How can I, that girl standing there,
my attention fix
on Roman or on Russian
or on Spanish politics?
Yet here’s a travelled man that knows
what he talks about,
and there’s a politician
that has read and thought,
and maybe what they say is true
of war and war’s alarms,
but O that I were young again
and held her in my arms!

Rawie vertaalde dit bekende gedicht als volgt:

Politiek

Hoe kan ik, met dat meisje daar,
mijn aandacht houden bij
Romeinse of bij Russische
of Spaanse hitserij?
Toch is hier een bereisde man
die niet zomaar wat zegt,
en ginder een politicus
bedaard en onderlegd,
en wie weet is het waar en is
de oorlogsdreiging groot,
maar o dat ik weer jong was en
haar in mijn armen sloot!

De toelichting die Rawie bij de vertaalde gedichten geeft, is buitengewoon interessant: dichters van wie je nog nooit gehoord had, worden door Rawie op levendige wijze voorgesteld. Van elke dichter weet hij een treffende anekdote op te dissen en zijn kennis van het leven van de betreffende dichter en de tijd waarin hij leefde, is encyclopedisch. De keuze van de dichters is niet willekeurig: hun voorliefde voor sonnetten en andere vormvaste gedichten delen ze met Rawie zelf. Ook tonen ze verwantschap in hun onderwerpen en hun stijl: melancholie, de vergankelijkheid van het leven, het verval en uiteindelijk de dood. Bovendien geven ze aanleiding voor Rawie om hun poëtica te vergelijken met die van hemzelf, traditioneel, vormvast en perfect van structuur.

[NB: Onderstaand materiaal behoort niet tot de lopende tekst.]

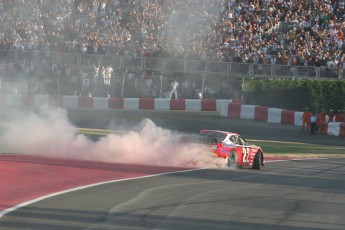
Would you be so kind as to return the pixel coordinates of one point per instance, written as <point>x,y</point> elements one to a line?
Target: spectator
<point>312,124</point>
<point>173,90</point>
<point>306,119</point>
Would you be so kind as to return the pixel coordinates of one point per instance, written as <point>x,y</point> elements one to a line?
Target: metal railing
<point>169,65</point>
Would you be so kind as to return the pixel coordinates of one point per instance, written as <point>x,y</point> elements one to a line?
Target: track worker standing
<point>173,91</point>
<point>312,124</point>
<point>306,119</point>
<point>331,116</point>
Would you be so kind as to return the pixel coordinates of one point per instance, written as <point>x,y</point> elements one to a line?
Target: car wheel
<point>257,161</point>
<point>232,159</point>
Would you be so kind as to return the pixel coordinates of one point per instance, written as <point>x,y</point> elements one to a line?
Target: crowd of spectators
<point>286,32</point>
<point>269,31</point>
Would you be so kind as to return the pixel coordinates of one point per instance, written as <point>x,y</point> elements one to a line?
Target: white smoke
<point>49,133</point>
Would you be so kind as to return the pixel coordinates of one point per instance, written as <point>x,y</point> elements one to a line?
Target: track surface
<point>306,194</point>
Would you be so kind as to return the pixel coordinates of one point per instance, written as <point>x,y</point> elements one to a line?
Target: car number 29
<point>245,153</point>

Nu Willem Wilmink en Gerrit Komrij ons al ontvallen zijn, is Jean Pierre Rawie een van de weinige dichters die zich met hun in het verleden gegrondveste traditionele poëzie staande weten te houden te midden van slam poetry, spoken word performances en stiftgedichten. Deze verzamelbundel getuigt van vakmanschap, bezieling en gedrevenheid, alles binnen een zelf opgelegde restrictie, die dwingt tot concentratie en vindingrijkheid. Laten we zulke dichters in ere houden, ze verdienen het.

____

Jean Pierre Rawie (2024) Verzamelde gedichten. Uitgeverij Prometheus, 400 blz. € 39,99. ISBN 9789044657135

     Andere berichten

Willem Jan Otten – Septemberzee

Ontroerend mooie poëzie door Jeroen van Wijk - - Willem Jan Otten (1951) heeft een groot oeuvre dat bestaat uit poëzie, toneel,...

Arjan Witte – Dub Holland

Minder is meer door Maurice Broere - - Hup Holland hup is een bekende kreet waarmee men meestal sporters aanmoedigt, maar 'Dub Holland'...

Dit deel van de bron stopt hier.